Nelle volte di maggiore impegno (per esempio la cupola del Pantheon) i caementa sono costituiti di materiali via via più leggeri verso l'alto. In esempi più tardi il peso della volta poteva essere alleggerito con l'inserimento di anfore vuote (o pignatte, come, per esempio, nel mausoleo di Elena a Roma che, da questa tecnica, prende il nome di "Tor Pignattara").

Spesso la centina viene rivestita di uno strato di laterizi (in genere i mattoni detti "bessali") che restano collegati alla muratura in cementizio, in modo da costituire la superficie inferiore (intradosso) della volta, per permettere una migliore aderenza all'intonaco di rivestimento.

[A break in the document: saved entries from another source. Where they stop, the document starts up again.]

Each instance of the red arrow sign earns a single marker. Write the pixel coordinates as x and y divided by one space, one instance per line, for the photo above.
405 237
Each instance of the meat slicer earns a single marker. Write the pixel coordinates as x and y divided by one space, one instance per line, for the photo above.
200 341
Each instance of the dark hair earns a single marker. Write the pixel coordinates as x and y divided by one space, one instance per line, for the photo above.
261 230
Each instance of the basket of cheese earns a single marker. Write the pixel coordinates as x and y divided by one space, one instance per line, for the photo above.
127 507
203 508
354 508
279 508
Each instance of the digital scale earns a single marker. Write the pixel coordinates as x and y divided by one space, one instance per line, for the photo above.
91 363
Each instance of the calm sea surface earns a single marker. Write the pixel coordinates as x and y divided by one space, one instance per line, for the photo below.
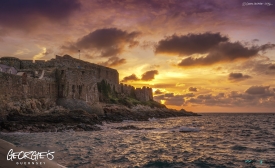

La centina può essere appositamente sagomata con forme lignee per ottenere una volta decorata all'interno da cassettoni (un esempio è ancora la cupola del Pantheon).

Possibilità di datazione[modifica | modifica wikitesto]

Le caratteristiche dei materiali impiegati (qualità della calce e tipo di inerte impiegato nella composizione della malta; materiale, forma e grandezza dei caementa) e modi di realizzazione (suddivisione in gettate, disposizione dei caementa e altre particolarità tecniche) permettono di ricavare indizi per una datazione, che tuttavia hanno validità esclusivamente in ambito locale.

La datazione può essere effettuata anche con metodologie di indagine isotopica quale la quantificazione del Carbonio 14, poiché le malte a base di calce si prestano a questa analisi, o la termoluminescenza adatta allo studio cronologico dei laterizi.